Language is central to our experience of being human, and the languages we speak profoundly shape the way we think, the way we see the world, and the way we live our lives.
We believe all students can be successful language and culture learners, and they learn in a variety of ways and settings and acquire proficiency at varied rates. Connelly School of the Holy Child offers four years of study in French and Spanish, including honors and AP-level courses. Students should take the course at the level where they can do well and build competence. New students take a placement exam to help determine where to begin their program of study. Students are required to study three years of the same language to fulfill graduation requirements.
Classes are taught through principles of differentiated, student-centered learning with a communicative approach. The AP themes and the American Council on the Teaching of Foreign Languages (ACTFL) World-Readiness Standards, known as the 5 C’s, inform the desired outcomes of all world languages courses.
This goal emphasizes what students can do with language while they are interacting with others in a variety of settings. It is the core of the language program and begins in level one. In middle school French and Spanish classes, for example, students use class time to develop their interpersonal speaking skills to be able to meet someone new and exchange basic information about themselves. In higher levels, students will be able to interpret audio and written information in the target language, and use it as evidence to support a thesis.
Cultures and Comparisons
Cultural understanding is an essential part of the world languages education. Experiencing other cultures develops a better understanding and appreciation of the relationship between languages and other cultures, as well as the student’s own culture. Students become better able to understand other people’s points of view, ways of life, and contributions to the world. Connelly School of the Holy Child offers global exchanges with schools in Costa Rica, Spain, and France.

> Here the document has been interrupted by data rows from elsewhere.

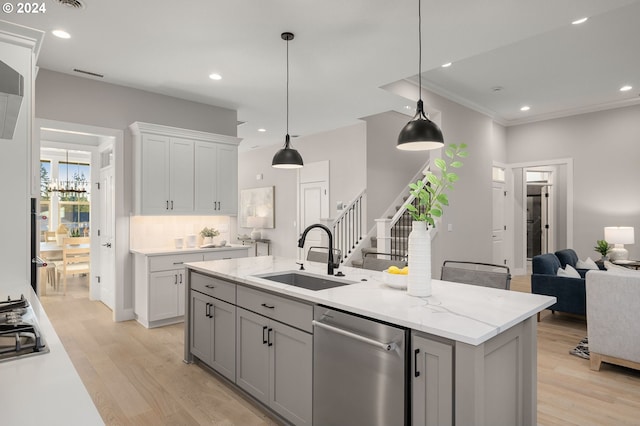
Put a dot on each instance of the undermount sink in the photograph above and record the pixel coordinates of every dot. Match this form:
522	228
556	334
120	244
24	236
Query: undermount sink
309	282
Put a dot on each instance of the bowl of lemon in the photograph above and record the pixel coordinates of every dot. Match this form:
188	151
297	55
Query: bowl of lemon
396	277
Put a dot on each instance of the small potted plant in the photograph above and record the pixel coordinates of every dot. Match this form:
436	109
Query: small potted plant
207	235
602	247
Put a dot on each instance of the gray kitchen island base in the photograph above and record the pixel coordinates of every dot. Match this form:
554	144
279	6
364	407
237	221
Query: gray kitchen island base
469	363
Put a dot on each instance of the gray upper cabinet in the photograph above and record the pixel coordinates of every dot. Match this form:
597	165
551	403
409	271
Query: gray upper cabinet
216	178
180	171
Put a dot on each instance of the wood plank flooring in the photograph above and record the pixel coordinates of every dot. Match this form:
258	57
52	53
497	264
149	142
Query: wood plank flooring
136	376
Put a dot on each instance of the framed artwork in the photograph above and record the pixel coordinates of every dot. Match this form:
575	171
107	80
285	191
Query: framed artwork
257	208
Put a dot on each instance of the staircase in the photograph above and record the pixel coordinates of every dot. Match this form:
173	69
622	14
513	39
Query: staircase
390	236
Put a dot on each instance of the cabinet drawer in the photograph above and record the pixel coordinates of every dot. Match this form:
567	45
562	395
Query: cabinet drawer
164	263
296	314
213	287
225	254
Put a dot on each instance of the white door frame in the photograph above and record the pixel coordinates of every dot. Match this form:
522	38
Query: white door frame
121	247
312	172
568	162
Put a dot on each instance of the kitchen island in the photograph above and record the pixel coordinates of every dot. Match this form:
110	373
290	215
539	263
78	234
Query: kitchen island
44	389
485	373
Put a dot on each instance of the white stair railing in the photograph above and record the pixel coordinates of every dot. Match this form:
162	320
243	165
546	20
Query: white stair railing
394	242
348	227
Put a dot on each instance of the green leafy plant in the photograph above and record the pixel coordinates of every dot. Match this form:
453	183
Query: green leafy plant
431	195
209	232
602	247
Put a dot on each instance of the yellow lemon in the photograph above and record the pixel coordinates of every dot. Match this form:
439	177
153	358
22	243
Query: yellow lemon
393	270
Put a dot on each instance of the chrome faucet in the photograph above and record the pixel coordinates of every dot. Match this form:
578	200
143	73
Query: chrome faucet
330	263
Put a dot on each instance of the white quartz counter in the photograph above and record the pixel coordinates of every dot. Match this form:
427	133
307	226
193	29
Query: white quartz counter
163	251
44	389
465	313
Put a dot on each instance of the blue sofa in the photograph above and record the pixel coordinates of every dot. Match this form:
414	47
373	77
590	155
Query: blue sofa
569	292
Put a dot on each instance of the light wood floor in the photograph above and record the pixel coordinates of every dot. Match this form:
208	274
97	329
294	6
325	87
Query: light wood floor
136	376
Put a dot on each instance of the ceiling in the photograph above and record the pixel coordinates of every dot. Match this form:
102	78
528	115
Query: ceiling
347	54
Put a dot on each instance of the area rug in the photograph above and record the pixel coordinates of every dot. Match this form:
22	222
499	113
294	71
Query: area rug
582	350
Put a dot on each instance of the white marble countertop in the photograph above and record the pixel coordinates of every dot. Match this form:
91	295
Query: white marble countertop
465	313
165	250
44	389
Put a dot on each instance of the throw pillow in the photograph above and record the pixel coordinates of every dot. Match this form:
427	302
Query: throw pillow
568	271
586	264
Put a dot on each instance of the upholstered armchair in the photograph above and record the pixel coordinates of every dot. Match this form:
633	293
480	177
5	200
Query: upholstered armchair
613	317
570	292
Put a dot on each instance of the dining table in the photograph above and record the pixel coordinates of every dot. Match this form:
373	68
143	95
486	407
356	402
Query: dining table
50	252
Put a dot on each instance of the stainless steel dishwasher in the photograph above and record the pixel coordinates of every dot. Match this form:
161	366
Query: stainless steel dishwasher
359	370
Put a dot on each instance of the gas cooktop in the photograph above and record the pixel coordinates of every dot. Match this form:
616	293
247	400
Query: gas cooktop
19	333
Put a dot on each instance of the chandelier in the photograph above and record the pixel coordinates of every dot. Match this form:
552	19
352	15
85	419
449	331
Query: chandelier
68	187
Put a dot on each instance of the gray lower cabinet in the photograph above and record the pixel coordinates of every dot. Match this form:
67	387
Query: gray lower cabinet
274	364
213	333
432	382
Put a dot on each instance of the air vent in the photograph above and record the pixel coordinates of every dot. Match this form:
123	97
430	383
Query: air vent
75	4
93	74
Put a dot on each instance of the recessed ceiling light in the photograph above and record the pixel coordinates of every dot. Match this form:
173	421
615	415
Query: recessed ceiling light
61	34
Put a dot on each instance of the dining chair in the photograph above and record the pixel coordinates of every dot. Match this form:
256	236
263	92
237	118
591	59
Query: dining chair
476	273
75	259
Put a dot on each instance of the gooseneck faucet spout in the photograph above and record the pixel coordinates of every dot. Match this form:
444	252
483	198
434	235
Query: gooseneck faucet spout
328	231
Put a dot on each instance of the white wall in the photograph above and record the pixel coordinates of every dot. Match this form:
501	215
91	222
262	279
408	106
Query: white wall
345	150
85	101
605	147
389	170
14	174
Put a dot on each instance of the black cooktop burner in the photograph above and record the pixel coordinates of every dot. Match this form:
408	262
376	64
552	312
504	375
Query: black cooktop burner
19	333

Content from other subject areas, such as history, geography, religion, and science, is integrated with world language instruction through lessons that are developed around common themes. We use essential questions to inspire students’ interests and to deepen their study of the language, literature, and culture of diverse communities, while relating important issues to their own lived experience.
This standard promotes the use of language and an appreciation of the language community beyond the classroom setting. From our cultural heritage celebrations on campus during International Week to our exchange programs, our students demonstrate their ability to interact with and develop relationships with people of diverse linguistic and cultural backgrounds.
Throughout their study of language, we invite students to reflect on their learning. During the year, students learn how and when to use specific learning strategies for successful language learning and become more self-reliant and more confident in their own learning ability.